In 1845 the biggest telescope in the world resided between two huge brick walls in a field in Ireland. The 72-inch reflector built by William Parsons the third Earl of Rosse at Birr Castle revealed spiral structure in certain nebulae. Just a year later in 1846, Galle and D'Arrest discovered Neptune at the Berlin observatory. Then at the middle if the 19th century, photography made its tentative debut. In 1882, David Gill's photograph of the Great Comet of that year also revealed many star images and paved the way for star mapping using photography. A few years earlier in 1862 Thomas Cooke of York completed the 25-inch Newell refractor which was at that time the biggest refractor in the world but by 1897 the Yerkes refractor in the USA took the title and still holds it! At 40-inches, refractors had got as big as they were going to get; from now on the worlds largest telescopes would be reflectors and most of them would be in the USA.

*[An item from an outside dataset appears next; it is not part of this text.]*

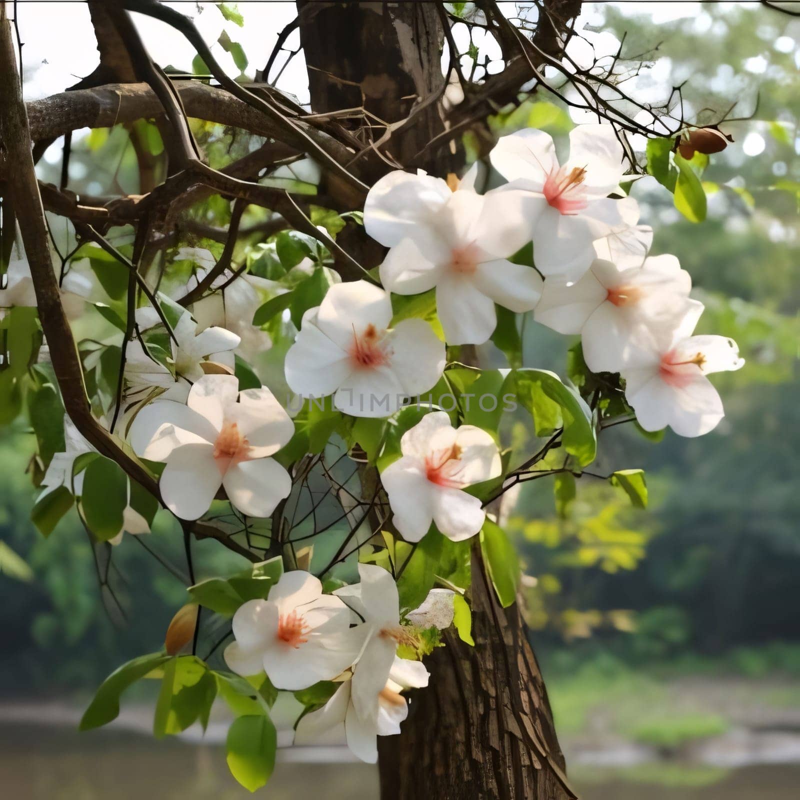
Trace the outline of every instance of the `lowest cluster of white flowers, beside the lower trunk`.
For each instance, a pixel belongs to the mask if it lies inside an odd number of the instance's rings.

The nineteenth century in England was a time of rapid industrial and scientific expansion and a time that saw the foundation of the Royal Astronomical Society and The British Astronomical Association. Astronomical discoveries were coming in thick and fast and a lot of them made by amateurs. This was the era of the skilful amateur mirror maker. Men like Calver, With and the Rev.W.E.Ellison produced telescope mirrors of unsurpassed optical quality whilst the UK professional instrument makers: Grubb Parsons, Cooke, Troughton & Simms, Adam Hilger, Wray & Browning tended to concentrate on refractors.

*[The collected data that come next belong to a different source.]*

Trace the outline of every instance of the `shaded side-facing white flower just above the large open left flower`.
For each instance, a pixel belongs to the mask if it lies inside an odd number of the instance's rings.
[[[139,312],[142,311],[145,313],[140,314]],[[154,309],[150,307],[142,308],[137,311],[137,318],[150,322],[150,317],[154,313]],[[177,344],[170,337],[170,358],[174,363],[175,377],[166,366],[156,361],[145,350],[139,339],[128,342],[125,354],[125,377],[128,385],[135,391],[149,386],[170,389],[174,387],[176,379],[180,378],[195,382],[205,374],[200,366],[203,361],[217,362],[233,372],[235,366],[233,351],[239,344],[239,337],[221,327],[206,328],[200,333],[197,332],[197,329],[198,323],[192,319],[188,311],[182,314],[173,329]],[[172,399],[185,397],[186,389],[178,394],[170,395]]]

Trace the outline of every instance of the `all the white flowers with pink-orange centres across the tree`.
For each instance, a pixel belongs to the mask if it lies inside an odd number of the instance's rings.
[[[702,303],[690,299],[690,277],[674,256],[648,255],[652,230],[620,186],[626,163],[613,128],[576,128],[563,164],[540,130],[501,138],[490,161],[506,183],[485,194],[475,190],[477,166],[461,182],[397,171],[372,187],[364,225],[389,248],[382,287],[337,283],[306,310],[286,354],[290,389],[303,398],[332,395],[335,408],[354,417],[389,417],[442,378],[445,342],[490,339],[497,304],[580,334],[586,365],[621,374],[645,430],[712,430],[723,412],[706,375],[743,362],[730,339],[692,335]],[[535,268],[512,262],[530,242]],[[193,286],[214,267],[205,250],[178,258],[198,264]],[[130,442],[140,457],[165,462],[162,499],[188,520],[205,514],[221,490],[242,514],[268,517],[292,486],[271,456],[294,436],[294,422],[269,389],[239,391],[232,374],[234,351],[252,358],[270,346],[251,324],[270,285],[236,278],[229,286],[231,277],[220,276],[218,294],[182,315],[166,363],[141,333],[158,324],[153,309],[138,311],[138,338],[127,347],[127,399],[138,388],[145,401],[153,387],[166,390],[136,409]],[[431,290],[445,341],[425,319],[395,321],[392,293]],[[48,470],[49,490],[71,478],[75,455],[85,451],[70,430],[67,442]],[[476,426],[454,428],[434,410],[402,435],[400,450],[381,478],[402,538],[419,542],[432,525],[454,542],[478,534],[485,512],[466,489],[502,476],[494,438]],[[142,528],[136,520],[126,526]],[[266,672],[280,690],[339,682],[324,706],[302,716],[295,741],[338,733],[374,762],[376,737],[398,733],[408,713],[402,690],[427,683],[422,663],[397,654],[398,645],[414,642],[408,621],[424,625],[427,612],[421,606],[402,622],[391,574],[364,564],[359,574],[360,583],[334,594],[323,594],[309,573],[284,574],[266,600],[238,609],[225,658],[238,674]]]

This then was the period in history when the Hampstead Scientific Society was founded - in 1899. Astronomy has always featured strongly in the Society's activities and just a few years after its foundation saw the erection of the Observatory in 1910. In the early years the Observatory site was dark and it was still possible to make original observations. Sadly, light pollution today prevents this but we still open to the public regularly during the winter months and we are proud of our small contribution to the massive bank of data that began to accumulate in Italy in 1609 and has continued to expand almost exponentially ever since.

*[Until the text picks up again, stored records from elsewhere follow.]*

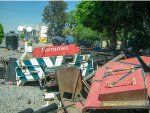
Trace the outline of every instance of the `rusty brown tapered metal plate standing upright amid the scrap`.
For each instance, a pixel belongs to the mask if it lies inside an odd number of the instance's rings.
[[[82,90],[80,69],[60,67],[56,73],[61,98],[74,100]]]

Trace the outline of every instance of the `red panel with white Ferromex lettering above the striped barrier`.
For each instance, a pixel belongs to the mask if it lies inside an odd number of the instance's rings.
[[[34,57],[62,56],[62,55],[77,54],[79,52],[80,49],[76,47],[75,44],[61,45],[61,46],[46,46],[34,48],[33,56]]]

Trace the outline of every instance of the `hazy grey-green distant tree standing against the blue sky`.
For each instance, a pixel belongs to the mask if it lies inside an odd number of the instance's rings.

The twentieth century saw the construction of the World's largest telescope the 200-inch Hale telescope at Mt. Palomar in the USA but it wasn't long before the Russians topped it with a 300-inch. Then began the serious 'Space race' that saw unmanned space probes sent to all parts of the Solar System even to Halley's comet and culminating with the USA manned Moon missions of the 1960's. But the great telescopic achievement of this time was the launching of the Hubble Space Telescope in 1990.

Now at the dawn of the 21st century, astronomical telescopes have progressed to such a degree of sophistication that even the humble amateur can own a robotic instrument that can automatically locate several thousands of celestial objects. Using computers and the Internet, astronomers can manipulate telescopes thousands of miles away and direct them to secure images. Imaging using conventional film has been largely superceded by digital CCD cameras and amateurs can produce images with small telescopes equivalent or better than those obtained by professional observatories two decades ago.

And what of the professionals? They are now using multi-mirror telescopes, telescopes of enormous aperture using light-weight mirrors, dual instrument optical interferometers and adaptive optics that can neutralize the adverse effect of the Earth's atmosphere. Plans are afoot for the European Extra Large Telescope with a 30 metre aperture and for OWL - the Overwhelmingly Large Telescope, originally proposed to have a 100 metre mirror, but since scaled down to half that size. Still orbiting far above is the Hubble telescope, shortly to receive new instrument packages to extend its working life and there are plans for a new orbiting telescope 40 times as powerful as Hubble to ultimately replace it.

Galileo could not have imagined in his wildest dreams what he was setting in motion when he pointed that tiny crude telescope towards the night sky just 400 years ago.